An automated code review with a structured rubric produces an objective severity ordering. Testing D, security C, architecture C - the work order writes itself. You do not need a planning meeting to know that you fix the D before you address the Cs. You do not need a tech lead to decide that missing test coverage is more urgent than a large file.

This does not replace product prioritization. The code review tells you what is wrong with the code. The product manager tells you what features to build. The sprint combines both: fix the security findings, then build the features, with each feature PR inheriting the fixes. The code review provides the engineering priorities. The product vision provides the feature priorities. They are complementary inputs to the same sprint plan.

For teams considering this approach: run the code review first. Before you write a single feature story, grade the existing codebase. The findings will tell you what technical work needs to happen before - or alongside - the feature work. That sequencing is the difference between a sprint that builds on a solid foundation and one that builds on known problems.

What We Would Do Differently

Honesty about what did not go perfectly.

The 1,257-line page component should have been extracted earlier. The Day 2 extraction brought it to 801 lines, but 801 lines is still too large. The architectural C from the code review was partially addressed, not resolved. A more disciplined approach would have set a hard line - no component over 500 lines - and enforced it with every feature PR rather than deferring extraction to a polish day.

Test coverage is adequate, not thorough. One hundred seventy-nine tests across a full-featured writing app is a starting point. The critical paths are covered - auth, encryption, CORS, core components - but there are gaps in the export pipeline, the drag-and-drop interactions, and the Google Drive sync edge cases (network failures mid-upload, token expiry during export). These are the tests that prevent production incidents, and they are not written yet.

The two-day timeline compresses learning. When agents build fast, the team learns slowly. Each of those thirty-one PRs represents a set of decisions - API design choices, state management patterns, error handling strategies - that were made quickly by an agent optimizing for completion.
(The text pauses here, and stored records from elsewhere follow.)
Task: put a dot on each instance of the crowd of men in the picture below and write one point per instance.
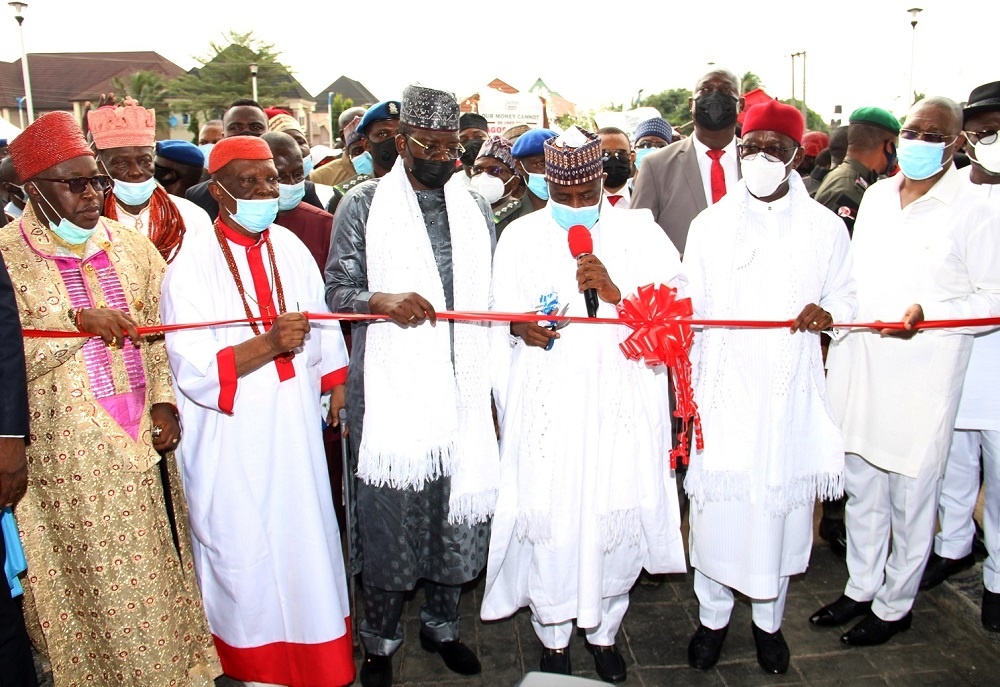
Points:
(168, 512)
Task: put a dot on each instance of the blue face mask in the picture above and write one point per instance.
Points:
(538, 185)
(254, 215)
(566, 216)
(206, 148)
(363, 163)
(919, 159)
(70, 233)
(641, 153)
(134, 194)
(290, 195)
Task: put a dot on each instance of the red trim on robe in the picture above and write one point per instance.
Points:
(288, 663)
(226, 360)
(332, 379)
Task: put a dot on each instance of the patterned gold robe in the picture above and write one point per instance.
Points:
(108, 596)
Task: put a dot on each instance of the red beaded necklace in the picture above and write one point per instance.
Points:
(231, 262)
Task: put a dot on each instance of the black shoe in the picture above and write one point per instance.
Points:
(705, 647)
(376, 671)
(940, 569)
(839, 612)
(555, 661)
(608, 662)
(772, 651)
(834, 531)
(991, 611)
(873, 630)
(458, 657)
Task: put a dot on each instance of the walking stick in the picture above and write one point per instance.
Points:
(346, 499)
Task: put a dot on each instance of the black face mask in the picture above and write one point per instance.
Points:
(472, 149)
(432, 173)
(384, 154)
(618, 172)
(715, 110)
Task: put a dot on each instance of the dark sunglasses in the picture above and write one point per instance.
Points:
(100, 183)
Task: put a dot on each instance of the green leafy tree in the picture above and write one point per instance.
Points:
(150, 90)
(672, 104)
(340, 103)
(814, 121)
(749, 82)
(225, 76)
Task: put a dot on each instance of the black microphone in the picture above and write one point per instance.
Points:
(582, 243)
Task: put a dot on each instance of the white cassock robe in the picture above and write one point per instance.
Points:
(587, 497)
(266, 543)
(771, 444)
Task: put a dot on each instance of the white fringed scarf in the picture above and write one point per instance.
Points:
(424, 417)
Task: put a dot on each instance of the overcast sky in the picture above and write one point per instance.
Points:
(858, 51)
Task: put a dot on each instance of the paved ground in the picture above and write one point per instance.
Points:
(946, 645)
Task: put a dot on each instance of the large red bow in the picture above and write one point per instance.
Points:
(662, 336)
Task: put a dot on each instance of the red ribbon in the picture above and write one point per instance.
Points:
(661, 335)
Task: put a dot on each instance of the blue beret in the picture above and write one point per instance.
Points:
(183, 152)
(532, 142)
(654, 127)
(379, 112)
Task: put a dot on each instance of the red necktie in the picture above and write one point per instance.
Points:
(718, 176)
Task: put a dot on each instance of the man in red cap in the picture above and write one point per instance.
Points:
(766, 251)
(265, 536)
(96, 527)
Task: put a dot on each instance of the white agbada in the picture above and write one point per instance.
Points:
(897, 399)
(266, 543)
(195, 219)
(587, 497)
(771, 444)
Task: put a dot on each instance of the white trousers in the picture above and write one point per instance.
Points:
(884, 505)
(959, 491)
(715, 604)
(557, 635)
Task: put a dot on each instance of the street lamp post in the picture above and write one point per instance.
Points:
(329, 113)
(19, 16)
(913, 12)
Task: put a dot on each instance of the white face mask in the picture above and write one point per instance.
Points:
(762, 176)
(489, 187)
(988, 157)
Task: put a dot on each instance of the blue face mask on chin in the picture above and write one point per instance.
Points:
(566, 216)
(134, 194)
(71, 233)
(920, 160)
(253, 215)
(538, 185)
(290, 195)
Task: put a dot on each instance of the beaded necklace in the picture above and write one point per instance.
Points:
(231, 262)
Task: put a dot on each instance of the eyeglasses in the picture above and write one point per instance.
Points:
(620, 155)
(987, 138)
(453, 152)
(100, 183)
(748, 151)
(929, 136)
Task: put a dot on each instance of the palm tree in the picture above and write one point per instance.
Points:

Some of those decisions will need revisiting as the app matures and real usage patterns emerge. Speed of implementation is not the same as quality of decisions.

The Uncomfortable Part

A two-day sprint from code review to production raises a question that the industry is still working through: what does this mean for traditional sprint planning, estimation, and team structure?

We do not have a complete answer. What we can report is what happened: a code review identified problems, the problems were prioritized by severity, AI agents worked through the queue, and a production app emerged in 48 hours. The features are real. The tests pass. The security hardening is in place. Users are writing with it.

Whether this changes how teams plan sprints, estimate work, or structure their engineering organizations is a bigger question than one sprint can answer. What this sprint demonstrates is that the mechanics work. Code review produces a prioritized work queue. AI agents execute against that queue. The output is a production application, not a prototype.

The interesting question is not whether AI agents can do this. They just did. The interesting question is what your team does with the time that opens up when the build phase compresses from weeks to days.

The writing app went from a C code review to production in 48 hours. AI agents executed the sprint, merging 31 PRs across two days and producing 179 tests across frontend and backend. The code review rubric served as the sprint plan, with the testing D and security C addressed before feature work. The app is in production as a Progressive Web App.